Those would be the cases that come on record to General Headquarters. Those Deputy Cowan is talking about are the lots of little ones coming before a company commander for which a man does a few days confined to barracks. I feel that this legislation is necessary for the maintenance of military discipline, that you have to rely on having decent standards in the Army as between officers and men. In modern times you do not pick up recruits on the street or get semi-criminals as used to be the case. You have to treat the men properly and well, and the dangers Deputy Cowan sees are very much less than they were years ago. I feel that the section is necessary.

You have to rely on the honesty and probity of the company officer.

Without casting aspersions on anyone, I would rely on nobody where human nature is concerned. Sergeants and privates have their own little difficulties, spleens and narks. The list of offences the Minister gave makes a very respectable selection of offences under the section. Such a thing as " fighting on the street " in uniform is laid down for recruits as an offence, as they are told not to bring discredit on the uniform. Passing dud cheques in the case of an officer may be considered scandalous conduct which could lead to dismissal with ignominy. If a person were deliberately guilty of a disorderly act it should be an offence, of course. This thing, however, of a superior not liking what an inferior in rank does and charging him with an offence is what I am objecting to. I can clearly see what the Minister and the Chairman say about it. No harm would be done if my amendment were accepted, because even if that would limit the offences they would still cover an enormously wide field. A code of conduct should be laid down by the Minister for everybody in the Army and a breach of that should be an offence under the section.

You would be bound to miss something which would be conduct to the prejudice.

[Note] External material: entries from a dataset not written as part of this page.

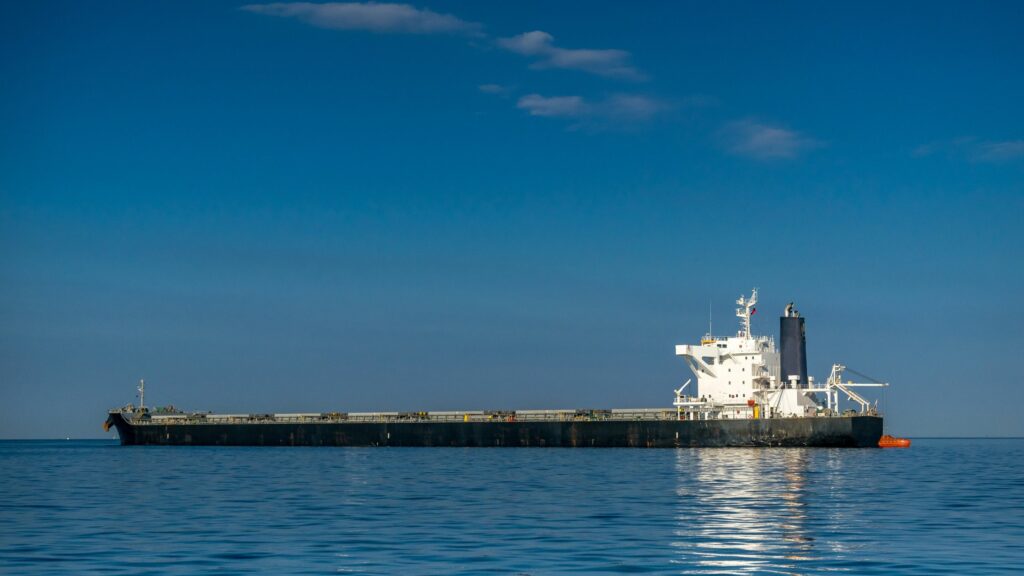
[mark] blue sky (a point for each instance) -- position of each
(469, 205)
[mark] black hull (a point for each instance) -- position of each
(838, 432)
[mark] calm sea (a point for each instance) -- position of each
(943, 506)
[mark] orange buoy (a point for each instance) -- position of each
(890, 442)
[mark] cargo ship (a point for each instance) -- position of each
(748, 394)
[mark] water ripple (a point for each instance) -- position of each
(941, 507)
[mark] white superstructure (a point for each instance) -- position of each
(740, 377)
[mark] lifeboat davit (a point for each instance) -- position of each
(890, 442)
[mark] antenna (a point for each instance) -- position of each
(744, 313)
(709, 318)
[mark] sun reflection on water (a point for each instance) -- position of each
(742, 510)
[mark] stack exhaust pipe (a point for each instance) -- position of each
(793, 357)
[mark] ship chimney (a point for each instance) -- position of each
(794, 347)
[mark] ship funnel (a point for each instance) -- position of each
(794, 347)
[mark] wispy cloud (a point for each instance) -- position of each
(624, 108)
(998, 152)
(565, 107)
(762, 141)
(373, 16)
(494, 89)
(608, 63)
(974, 150)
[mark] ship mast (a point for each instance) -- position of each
(744, 312)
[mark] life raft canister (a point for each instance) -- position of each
(890, 442)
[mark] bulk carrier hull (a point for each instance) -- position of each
(847, 432)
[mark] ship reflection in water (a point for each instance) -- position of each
(743, 510)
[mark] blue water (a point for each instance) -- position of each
(943, 506)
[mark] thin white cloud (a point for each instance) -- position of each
(373, 16)
(608, 63)
(762, 141)
(493, 88)
(623, 108)
(537, 105)
(998, 152)
(973, 150)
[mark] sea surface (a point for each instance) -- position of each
(943, 506)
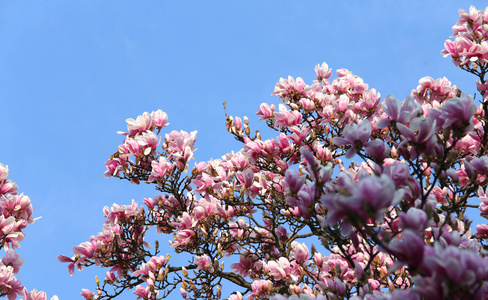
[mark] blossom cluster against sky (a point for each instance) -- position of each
(73, 71)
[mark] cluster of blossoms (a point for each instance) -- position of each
(296, 221)
(15, 215)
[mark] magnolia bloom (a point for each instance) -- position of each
(355, 135)
(458, 112)
(35, 295)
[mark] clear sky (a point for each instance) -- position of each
(71, 72)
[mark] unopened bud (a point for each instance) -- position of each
(161, 275)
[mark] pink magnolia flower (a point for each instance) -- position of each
(203, 263)
(280, 269)
(265, 111)
(300, 252)
(13, 259)
(355, 135)
(35, 295)
(458, 113)
(261, 288)
(287, 118)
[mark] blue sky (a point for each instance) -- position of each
(71, 72)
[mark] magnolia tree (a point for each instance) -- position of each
(354, 198)
(15, 216)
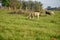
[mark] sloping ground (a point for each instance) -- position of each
(19, 27)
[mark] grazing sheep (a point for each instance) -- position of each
(50, 13)
(34, 14)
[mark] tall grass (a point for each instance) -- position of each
(19, 27)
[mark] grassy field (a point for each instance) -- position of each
(19, 27)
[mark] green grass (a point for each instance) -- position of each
(19, 27)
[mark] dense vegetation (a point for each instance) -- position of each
(22, 4)
(19, 27)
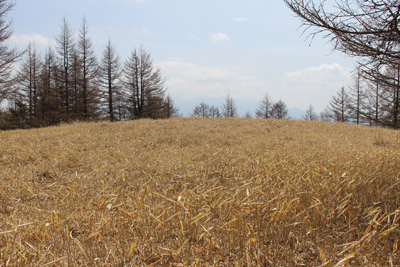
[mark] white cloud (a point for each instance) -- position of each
(194, 37)
(36, 38)
(314, 85)
(186, 80)
(240, 19)
(219, 37)
(317, 78)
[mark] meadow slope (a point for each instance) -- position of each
(200, 192)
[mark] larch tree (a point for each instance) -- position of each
(201, 110)
(310, 115)
(229, 108)
(280, 111)
(8, 56)
(49, 94)
(170, 110)
(214, 112)
(89, 71)
(29, 82)
(339, 106)
(109, 74)
(356, 97)
(264, 108)
(143, 85)
(65, 49)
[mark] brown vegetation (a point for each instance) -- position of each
(200, 192)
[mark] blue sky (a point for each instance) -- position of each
(204, 48)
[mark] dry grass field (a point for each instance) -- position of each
(200, 192)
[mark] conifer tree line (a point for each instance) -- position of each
(69, 82)
(368, 100)
(266, 109)
(369, 31)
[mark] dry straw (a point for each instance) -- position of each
(200, 192)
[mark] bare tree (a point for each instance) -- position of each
(144, 86)
(201, 110)
(109, 73)
(214, 112)
(325, 115)
(279, 111)
(367, 29)
(264, 109)
(89, 69)
(29, 82)
(65, 50)
(356, 97)
(229, 109)
(49, 95)
(310, 115)
(169, 108)
(248, 115)
(338, 106)
(8, 56)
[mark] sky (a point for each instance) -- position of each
(205, 49)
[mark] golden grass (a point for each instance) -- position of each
(200, 192)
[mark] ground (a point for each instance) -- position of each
(200, 192)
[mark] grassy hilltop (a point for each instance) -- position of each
(200, 192)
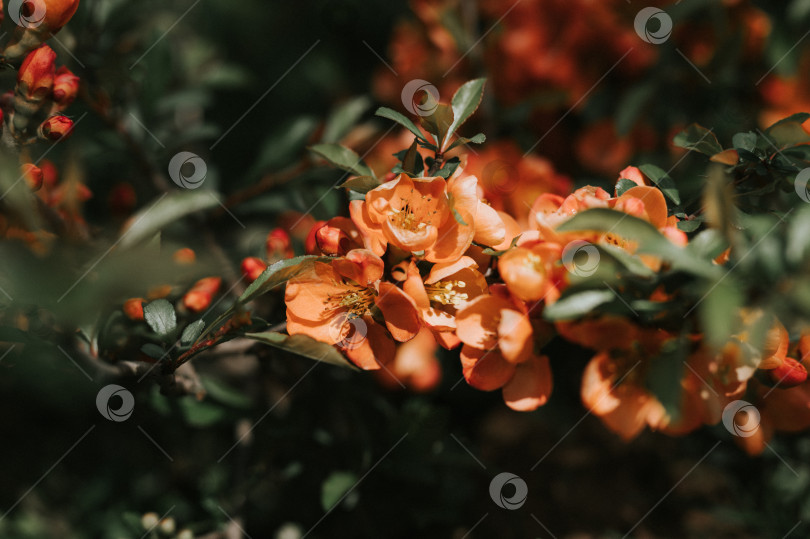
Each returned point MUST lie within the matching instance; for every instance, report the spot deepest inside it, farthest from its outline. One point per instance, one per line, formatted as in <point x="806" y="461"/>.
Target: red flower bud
<point x="333" y="241"/>
<point x="311" y="243"/>
<point x="279" y="244"/>
<point x="32" y="175"/>
<point x="789" y="374"/>
<point x="199" y="297"/>
<point x="36" y="75"/>
<point x="133" y="308"/>
<point x="252" y="267"/>
<point x="56" y="127"/>
<point x="50" y="175"/>
<point x="184" y="256"/>
<point x="65" y="87"/>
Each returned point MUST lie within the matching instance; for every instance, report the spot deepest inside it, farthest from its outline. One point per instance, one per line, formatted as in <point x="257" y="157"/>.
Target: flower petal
<point x="485" y="370"/>
<point x="531" y="385"/>
<point x="399" y="310"/>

You would have to have a general clause in it.

Read the standing orders of any camp and you will find the most amazing things. The experience of the last 30 years and of 30 years before that have been put into standing orders. Very few people read them, but, nevertheless, if there is a breach they are charged. Nobody can complain of that, because the orders exist. Some of the offences, however, should not be considered offences.

There are quite a number that have not been thought of.

We are inhibited from going frankly into details of the things which should be covered.

Question put.
The Committee divi ded: Tá, 1; Níl, 5.


  • Cowan, Peadar.


  • Minister for Defence.
  • Brennan, Thomas.
  • Carter, Frank.
  • Colley, Harry.
  • Hilliard, Michael.
Amendment declared defeated.
Amendments Nos. 203 and 204 not moved.
Question—" That Section 167 stand part of the Bill "—put, and agreed to.